Ordered sets would potentially also be a good use case for size-dependent hash tables. (E.g., disable hashing if count < 16, use 8-bit buffer indices if count < 256, etc.)

lorentey · July 24, 2020, 10:56pm

BTW, _HashTable in the stdlib codebase attempts to isolate the table algorithms and I think it has the hooks to support ordered tables -- as long as you're happy with the stdlib's hash table implementation.

(There are many ways to dice this onion, and the stdlib's constraints are likely irrelevant for these more specialized use cases. E.g., if you have control over the element types, tombstones become a far more viable option. If you don't need to keep indices stable over regular insertions, tweaks like Robin Hood hashing could lead to interesting performance tradeoffs. Sometimes it could be worth creating a multi-level table to reduce disruptions due to all-or-nothing reallocations. These didn't pan out for the stdlib's Set/Dictionary, but any of these could be useful in an ordered set!)

s-k · July 27, 2020, 4:45am

I don't have much time to write now, so my answer will be a little short.

I'm not sure if this answers your question, but instead of having

private var indexesByValue: [Value: Int] = [:]

you could have

private var indexesByHash: [Int: Set<Int>] = [:]

Then in insert(), you could hash the value, look it up in indexesByHash and check all matches for equality with the value to be inserted.

jrose · July 27, 2020, 6:20pm

Oh, I like that! Here's a version with that implemented (and an enum to avoid allocations for non-colliding hashes):

fileprivate enum Indexes {
	case single(Int)
	case multiple([Int])
}

struct SetVector<Value: Hashable>: RandomAccessCollection {
	private var allValues: [Value] = []
	// Hash-based keys suggested by Stephen Kockentiedt
	// https://forums.swift.org/t/challenge-make-a-better-ordered-set-without-reimplementing-hashing-allocation/38729/4
	private var indexesByHash: [Int: Indexes] = [:]

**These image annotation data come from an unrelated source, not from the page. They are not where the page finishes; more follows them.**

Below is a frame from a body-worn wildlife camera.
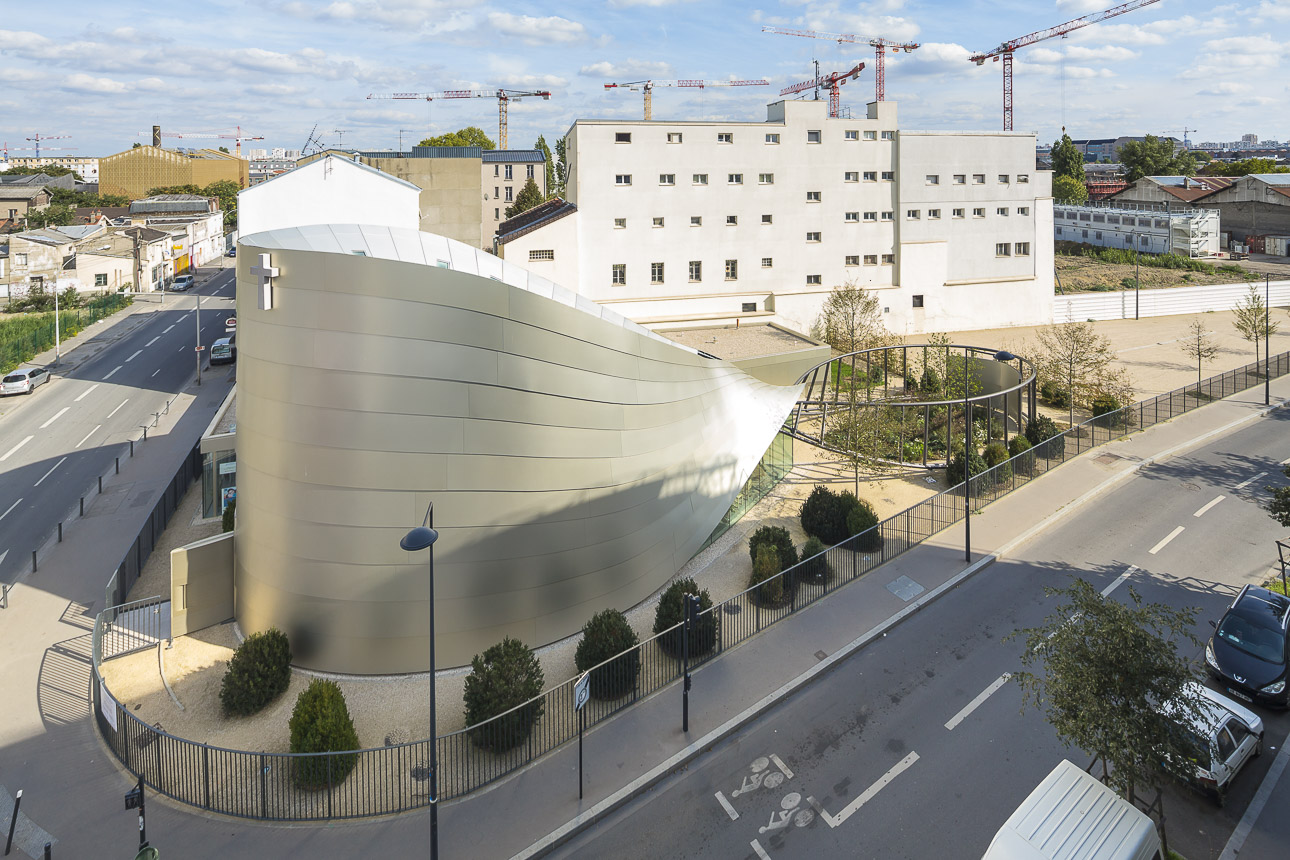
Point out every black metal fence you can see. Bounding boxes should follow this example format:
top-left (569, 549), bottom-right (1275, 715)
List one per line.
top-left (94, 352), bottom-right (1290, 821)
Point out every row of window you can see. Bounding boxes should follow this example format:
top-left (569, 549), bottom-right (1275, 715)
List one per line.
top-left (619, 129), bottom-right (895, 145)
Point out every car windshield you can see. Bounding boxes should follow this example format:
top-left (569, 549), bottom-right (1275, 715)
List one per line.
top-left (1218, 612), bottom-right (1285, 665)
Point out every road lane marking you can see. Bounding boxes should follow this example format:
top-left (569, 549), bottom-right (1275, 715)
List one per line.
top-left (76, 424), bottom-right (103, 447)
top-left (1192, 495), bottom-right (1227, 517)
top-left (0, 436), bottom-right (36, 463)
top-left (40, 406), bottom-right (71, 429)
top-left (1099, 565), bottom-right (1138, 598)
top-left (32, 456), bottom-right (67, 486)
top-left (946, 672), bottom-right (1013, 731)
top-left (1147, 526), bottom-right (1183, 556)
top-left (806, 752), bottom-right (918, 828)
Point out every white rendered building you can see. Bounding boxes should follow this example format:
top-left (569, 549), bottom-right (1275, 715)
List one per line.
top-left (498, 101), bottom-right (1053, 334)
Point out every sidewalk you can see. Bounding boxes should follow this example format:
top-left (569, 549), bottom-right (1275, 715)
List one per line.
top-left (456, 378), bottom-right (1290, 857)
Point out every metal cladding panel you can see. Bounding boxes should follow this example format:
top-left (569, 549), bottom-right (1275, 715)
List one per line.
top-left (235, 226), bottom-right (800, 674)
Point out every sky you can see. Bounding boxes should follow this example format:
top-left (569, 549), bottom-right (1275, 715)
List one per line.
top-left (0, 0), bottom-right (1290, 156)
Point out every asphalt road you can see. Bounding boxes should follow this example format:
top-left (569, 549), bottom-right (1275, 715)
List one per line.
top-left (0, 269), bottom-right (236, 583)
top-left (555, 410), bottom-right (1290, 860)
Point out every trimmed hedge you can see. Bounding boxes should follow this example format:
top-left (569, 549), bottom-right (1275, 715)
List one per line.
top-left (573, 609), bottom-right (641, 700)
top-left (219, 627), bottom-right (292, 717)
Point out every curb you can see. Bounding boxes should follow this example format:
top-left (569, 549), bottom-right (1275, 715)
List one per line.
top-left (511, 398), bottom-right (1287, 860)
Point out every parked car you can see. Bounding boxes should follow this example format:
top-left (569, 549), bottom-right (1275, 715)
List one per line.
top-left (1205, 585), bottom-right (1290, 708)
top-left (210, 338), bottom-right (237, 365)
top-left (1162, 683), bottom-right (1263, 805)
top-left (0, 367), bottom-right (49, 395)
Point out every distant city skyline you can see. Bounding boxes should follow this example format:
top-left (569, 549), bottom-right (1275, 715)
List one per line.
top-left (0, 0), bottom-right (1290, 156)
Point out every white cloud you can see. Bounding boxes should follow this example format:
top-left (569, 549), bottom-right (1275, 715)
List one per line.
top-left (488, 12), bottom-right (587, 45)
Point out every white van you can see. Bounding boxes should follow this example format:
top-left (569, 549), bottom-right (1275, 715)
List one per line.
top-left (982, 761), bottom-right (1162, 860)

	mutating func insert(_ value: Value) -> Int {
		// Helper to avoid a double lookup in indexesByHash
		func addIfMissing(_ indexesForHash: inout Indexes?) -> Int {
			let newIndex = allValues.count // may not get used

			switch indexesForHash {
			case nil:
				indexesForHash = .single(newIndex)

			case .single(let singleIndex)?:
				if allValues[singleIndex] == value {
					return singleIndex
				}
				indexesForHash = .multiple([singleIndex, newIndex])

			case .multiple(var indexes)?:
				for i in indexes {
					if allValues[i] == value {
						return i
					}
				}
				indexes.append(newIndex)
				indexesForHash = .multiple(indexes)
			}

			// If we got here, nothing matched.
			allValues.append(value)
			return newIndex
		}

		var hasher = Hasher()
		hasher.combine(value)
		let hash = hasher.finalize()

		return addIfMissing(&indexesByHash[hash])
	}

	var startIndex: Int { 0 }
	var endIndex: Int { allValues.count }

	subscript(_ index: Int) -> Value {
		allValues[index]
	}
}

(If anyone wants to use this for something let's say it's MIT licensed.)